Transport for London's compliance officers have a thankless task in keeping Londons 24,300 taxi drivers and 117,000 private hire drivers in check: it's a difficult job on a good day. Thankfully the vast majority of compliance officers are polite, fair, reasonable and in the main do a pretty good job. There are however times when you hear of a story or see video footage of an incident that quite frankly leaves you scratching your head and wondering.

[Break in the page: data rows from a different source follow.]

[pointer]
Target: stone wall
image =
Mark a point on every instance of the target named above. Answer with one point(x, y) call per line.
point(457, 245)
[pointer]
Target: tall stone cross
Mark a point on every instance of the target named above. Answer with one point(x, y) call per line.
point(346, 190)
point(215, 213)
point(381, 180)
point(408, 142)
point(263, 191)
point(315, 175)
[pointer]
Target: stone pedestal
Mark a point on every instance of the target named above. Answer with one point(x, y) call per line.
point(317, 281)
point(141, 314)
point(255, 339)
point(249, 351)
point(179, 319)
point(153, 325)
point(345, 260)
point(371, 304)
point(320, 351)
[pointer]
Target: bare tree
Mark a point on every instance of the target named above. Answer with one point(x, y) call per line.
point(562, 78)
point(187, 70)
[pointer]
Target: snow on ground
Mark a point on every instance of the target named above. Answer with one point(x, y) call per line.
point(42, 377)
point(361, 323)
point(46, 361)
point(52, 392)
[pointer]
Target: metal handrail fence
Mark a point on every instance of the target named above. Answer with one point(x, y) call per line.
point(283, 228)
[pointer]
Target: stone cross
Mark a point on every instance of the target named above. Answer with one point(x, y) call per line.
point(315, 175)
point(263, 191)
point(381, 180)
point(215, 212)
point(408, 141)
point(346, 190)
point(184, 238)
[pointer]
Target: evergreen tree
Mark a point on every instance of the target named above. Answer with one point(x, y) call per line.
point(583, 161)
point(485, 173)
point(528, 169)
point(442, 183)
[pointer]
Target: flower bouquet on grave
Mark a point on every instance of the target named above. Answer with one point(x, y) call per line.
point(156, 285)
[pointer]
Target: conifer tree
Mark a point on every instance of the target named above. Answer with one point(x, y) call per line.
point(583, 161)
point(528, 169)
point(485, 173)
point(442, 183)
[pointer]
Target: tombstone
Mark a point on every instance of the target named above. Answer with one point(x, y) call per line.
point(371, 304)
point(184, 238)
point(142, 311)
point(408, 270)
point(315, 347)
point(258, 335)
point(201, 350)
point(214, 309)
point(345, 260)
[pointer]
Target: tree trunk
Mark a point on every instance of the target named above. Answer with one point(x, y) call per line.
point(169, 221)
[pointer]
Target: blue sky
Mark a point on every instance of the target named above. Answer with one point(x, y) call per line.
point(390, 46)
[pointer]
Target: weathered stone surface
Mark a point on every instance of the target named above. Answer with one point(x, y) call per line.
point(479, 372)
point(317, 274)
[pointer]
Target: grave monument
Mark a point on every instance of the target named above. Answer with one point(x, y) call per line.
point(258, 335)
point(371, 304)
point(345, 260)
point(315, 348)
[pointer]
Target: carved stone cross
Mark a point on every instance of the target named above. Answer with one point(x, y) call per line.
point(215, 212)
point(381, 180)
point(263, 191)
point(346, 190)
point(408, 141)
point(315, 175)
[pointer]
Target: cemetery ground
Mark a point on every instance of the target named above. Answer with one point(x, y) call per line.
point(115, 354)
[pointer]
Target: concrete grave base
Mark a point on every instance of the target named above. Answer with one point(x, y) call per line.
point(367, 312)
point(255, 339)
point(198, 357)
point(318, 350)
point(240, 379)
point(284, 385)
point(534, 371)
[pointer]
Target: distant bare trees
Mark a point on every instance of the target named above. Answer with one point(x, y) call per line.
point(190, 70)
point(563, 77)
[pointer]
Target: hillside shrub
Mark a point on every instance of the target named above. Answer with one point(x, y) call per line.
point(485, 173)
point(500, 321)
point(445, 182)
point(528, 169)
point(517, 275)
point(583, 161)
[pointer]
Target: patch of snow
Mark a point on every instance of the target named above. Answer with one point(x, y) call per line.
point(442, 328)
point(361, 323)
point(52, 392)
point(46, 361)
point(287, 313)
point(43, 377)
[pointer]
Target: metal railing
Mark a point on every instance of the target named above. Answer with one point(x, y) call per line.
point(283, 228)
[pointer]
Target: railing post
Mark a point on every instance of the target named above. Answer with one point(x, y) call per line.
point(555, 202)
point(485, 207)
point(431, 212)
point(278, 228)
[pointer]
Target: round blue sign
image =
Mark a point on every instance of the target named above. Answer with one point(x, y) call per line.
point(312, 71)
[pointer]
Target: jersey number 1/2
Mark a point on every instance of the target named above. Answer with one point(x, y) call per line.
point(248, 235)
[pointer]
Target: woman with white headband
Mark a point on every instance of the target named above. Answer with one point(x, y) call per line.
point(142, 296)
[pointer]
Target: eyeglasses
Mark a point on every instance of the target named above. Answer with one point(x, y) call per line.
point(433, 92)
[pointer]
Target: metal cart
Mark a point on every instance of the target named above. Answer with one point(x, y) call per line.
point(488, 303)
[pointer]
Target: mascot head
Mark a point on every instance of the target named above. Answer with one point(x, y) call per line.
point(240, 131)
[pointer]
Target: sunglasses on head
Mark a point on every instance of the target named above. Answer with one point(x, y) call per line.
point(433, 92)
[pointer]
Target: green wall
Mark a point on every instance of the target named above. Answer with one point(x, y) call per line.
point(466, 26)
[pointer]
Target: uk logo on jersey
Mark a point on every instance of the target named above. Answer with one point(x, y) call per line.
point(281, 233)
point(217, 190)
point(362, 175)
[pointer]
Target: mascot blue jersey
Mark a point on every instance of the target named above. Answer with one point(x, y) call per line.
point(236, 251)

When you get a moment I'd urge you to watch this latest video footage taken from Twitter. It centres around the rights and wrongs of a driver displaying the latest 'Taxi' magazine.
Watch the video here
There are a few questions that need answering regarding the compliance officers actions in this video, the first one being why the driver was being castigated for illegal signage. The magazine was not attached to the vehicles rear screen nor partition. It was simply left in the rear of the cab, probably by the driver for the public to read. This neither constitutes illegal signage nor a dirty cab. The compliance officers actions therefore imply that a driver is responsible for any publication left by the public and on public view in his or her taxi and could constitute illegal signage. We then have the first compliance officer leaning into the taxi to remove the magazine and the second officer asking the driver if it could be removed and kept. The driver allowed this, however the question here is the following, is it legal for any carriage officer to remove ANY item from a taxi and keep it or subsequently destroy it? The short answer is no. The driver was then asked for the laminated notice that he possessed, he rightly refused. One of the most concerning issues however was both of the carriage officers insistence that the headline article about an Uber driver being jailed for 12 years was misleading to the public! It is not part of any compliance officers duty to discuss or judge what may be on the front page of a legitimate news resource, regardless of who it involves, whether that be Uber, TfL or even a taxi driver and whether a taxi or a phv can carry it.
In this instance there seems to have been an overstepping of the mark of sizable proportions. It may be wise for TfL to issue an update on the guidelines to both drivers AND compliance officers as to what constitutes illegal signage as well as issuing updated guidelines as to what compliance officers can and cannot do in relation to the carrying of legitimate news resources in a taxi or PHV.